Police chief vows thorough investigation of opinion rigging scandal

SEOUL, The police will continue to thoroughly investigate the opinion rigging scandal involving a former ruling party lawmaker, the country's police chief said Monday, hours after the parliament decided to appoint an independent counsel to look into the scandal.

"The police are somewhat ashamed in that the investigation should have been ended by the police but will now lead to the appointment of a special counsel. We will continue on with the investigation until the launch of the special counsel," National Police Agency Commissioner Lee Cheol-seong said in a meeting with reporters.

The remarks came shortly after the National Assembly passed a proposal to appoint a special prosecutor to investigate the opinion rigging scandal that the main opposition Liberty Korea Party claims may have led to the election of President Moon Jae-in.
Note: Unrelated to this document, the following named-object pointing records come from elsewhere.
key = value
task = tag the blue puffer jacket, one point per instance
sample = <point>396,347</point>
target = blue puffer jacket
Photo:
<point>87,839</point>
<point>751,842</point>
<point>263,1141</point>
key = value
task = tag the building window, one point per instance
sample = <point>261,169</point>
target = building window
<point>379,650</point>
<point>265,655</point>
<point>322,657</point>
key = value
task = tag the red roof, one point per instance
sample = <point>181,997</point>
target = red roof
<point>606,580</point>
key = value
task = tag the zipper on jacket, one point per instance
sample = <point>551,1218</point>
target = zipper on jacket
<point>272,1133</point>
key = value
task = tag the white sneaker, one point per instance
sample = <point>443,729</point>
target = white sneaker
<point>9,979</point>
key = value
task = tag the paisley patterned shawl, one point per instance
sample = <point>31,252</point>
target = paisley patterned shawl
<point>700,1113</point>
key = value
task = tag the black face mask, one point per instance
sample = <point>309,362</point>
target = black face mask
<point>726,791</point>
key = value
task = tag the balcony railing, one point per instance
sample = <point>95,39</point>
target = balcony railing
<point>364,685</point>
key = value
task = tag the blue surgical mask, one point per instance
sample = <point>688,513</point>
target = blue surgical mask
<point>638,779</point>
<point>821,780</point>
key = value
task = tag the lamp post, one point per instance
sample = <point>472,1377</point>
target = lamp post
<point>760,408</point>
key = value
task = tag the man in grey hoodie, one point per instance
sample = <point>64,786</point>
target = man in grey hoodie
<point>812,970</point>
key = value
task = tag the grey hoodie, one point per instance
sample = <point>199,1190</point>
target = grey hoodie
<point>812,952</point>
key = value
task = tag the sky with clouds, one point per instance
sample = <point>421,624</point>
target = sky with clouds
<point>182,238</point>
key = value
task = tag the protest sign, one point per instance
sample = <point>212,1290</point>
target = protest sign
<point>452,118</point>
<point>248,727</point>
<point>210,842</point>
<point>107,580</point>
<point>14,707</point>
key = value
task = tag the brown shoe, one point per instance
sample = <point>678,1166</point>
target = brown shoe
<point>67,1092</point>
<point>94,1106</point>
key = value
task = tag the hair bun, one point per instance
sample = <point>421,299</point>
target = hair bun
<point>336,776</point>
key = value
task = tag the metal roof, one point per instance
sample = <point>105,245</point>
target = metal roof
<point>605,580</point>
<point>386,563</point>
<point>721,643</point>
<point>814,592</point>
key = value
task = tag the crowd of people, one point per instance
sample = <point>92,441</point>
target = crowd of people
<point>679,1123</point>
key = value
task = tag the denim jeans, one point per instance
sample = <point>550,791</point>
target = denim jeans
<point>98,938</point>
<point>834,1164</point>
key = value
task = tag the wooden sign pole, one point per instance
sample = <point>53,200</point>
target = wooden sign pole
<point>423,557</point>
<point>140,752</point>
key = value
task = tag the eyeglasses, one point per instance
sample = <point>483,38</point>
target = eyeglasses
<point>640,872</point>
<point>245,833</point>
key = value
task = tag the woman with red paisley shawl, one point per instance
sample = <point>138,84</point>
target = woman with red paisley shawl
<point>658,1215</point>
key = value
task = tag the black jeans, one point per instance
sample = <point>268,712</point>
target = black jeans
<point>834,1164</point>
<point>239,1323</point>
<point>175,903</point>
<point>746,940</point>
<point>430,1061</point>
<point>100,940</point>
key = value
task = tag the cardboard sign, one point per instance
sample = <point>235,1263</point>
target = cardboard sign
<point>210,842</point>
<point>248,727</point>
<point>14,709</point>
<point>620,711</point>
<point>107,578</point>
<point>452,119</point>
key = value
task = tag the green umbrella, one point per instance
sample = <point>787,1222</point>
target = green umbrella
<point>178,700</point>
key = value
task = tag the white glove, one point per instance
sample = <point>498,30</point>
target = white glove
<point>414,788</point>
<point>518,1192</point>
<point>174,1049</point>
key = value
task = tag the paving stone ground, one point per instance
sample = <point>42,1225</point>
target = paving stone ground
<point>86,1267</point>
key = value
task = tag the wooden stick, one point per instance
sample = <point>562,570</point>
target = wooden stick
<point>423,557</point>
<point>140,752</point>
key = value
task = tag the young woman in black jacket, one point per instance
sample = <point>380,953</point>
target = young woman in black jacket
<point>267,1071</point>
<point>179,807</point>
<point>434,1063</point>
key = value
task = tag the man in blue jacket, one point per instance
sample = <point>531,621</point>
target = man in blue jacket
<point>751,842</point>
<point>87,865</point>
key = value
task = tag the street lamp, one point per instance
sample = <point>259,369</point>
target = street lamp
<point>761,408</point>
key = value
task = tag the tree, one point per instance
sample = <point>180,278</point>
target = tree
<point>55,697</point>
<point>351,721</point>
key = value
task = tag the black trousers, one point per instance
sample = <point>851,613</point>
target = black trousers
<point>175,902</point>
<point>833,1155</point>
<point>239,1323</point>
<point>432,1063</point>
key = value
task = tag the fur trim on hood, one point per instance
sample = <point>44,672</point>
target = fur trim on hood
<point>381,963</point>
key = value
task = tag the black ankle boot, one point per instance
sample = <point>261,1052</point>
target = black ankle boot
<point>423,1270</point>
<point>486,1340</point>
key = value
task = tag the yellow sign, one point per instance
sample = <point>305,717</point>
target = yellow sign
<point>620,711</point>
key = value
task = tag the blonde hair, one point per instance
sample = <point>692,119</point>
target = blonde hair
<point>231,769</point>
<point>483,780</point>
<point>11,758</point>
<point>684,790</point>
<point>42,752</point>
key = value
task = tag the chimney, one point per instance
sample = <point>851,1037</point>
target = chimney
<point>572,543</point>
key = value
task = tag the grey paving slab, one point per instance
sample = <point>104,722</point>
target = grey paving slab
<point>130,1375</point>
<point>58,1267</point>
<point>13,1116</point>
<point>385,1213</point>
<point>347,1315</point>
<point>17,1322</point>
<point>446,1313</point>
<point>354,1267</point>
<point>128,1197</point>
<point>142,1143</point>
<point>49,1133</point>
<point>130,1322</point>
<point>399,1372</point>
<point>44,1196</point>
A local blogger, known by his nickname Druking, is suspected of manipulating comments on Internet news stories in an effort to sway public opinion in favor of the ruling Democratic Party and President Moon.

The suspect, currently in custody, claims to have developed and launched the opinion rigging program under the tacit consent of former ruling party lawmaker Kim Kyoung-soo, who stepped down last week to run for governor of South Gyeongsang Province in the June 13 local elections.

Kim has strongly denied the allegation, only admitting to having met Druking on several occasions.

Recent reports have also revealed that Druking had met another confidant of President Moon, Song In-bae. Song has admitted to meeting Druking at least four times but denies any prior knowledge of the opinion rigging scandal.

The national police chief said he or police investigators had simply been unaware of the meetings between Song and Druking, dismissing the possibility of the police intentionally leaving out ruling party or government officials from its investigation.

The presidential office Cheong Wa Dae earlier said it has looked into the case involving Song, currently serving as a senior secretary to the president.

A ranking Cheong Wa Dae official said Monday that the internal probe had found no evidence of illicit deals or transactions between the presidential secretary and those suspected of rigging public opinions and that the case was thus dropped.

Following the recent reports implicating Song in the potentially explosive scandal, the case was belatedly reported to Moon, who ordered his chief of staff Im Jong-seok to transparently disclose every detail to the public, the official told reporters, while speaking on condition of anonymity.

In the internal probe conducted April by the office of the presidential secretary for civil affairs, Song denied any prior knowledge of any systematic attempts to manipulate public views on the president or his party, according to the official.

Song has also admitted to accepting 2 million won (US$1,840) from Druking and his colleagues in fees for his lectures, but said he has not met or talked to any of them since he began working at Cheong Wa Dae in May 2017, the official added.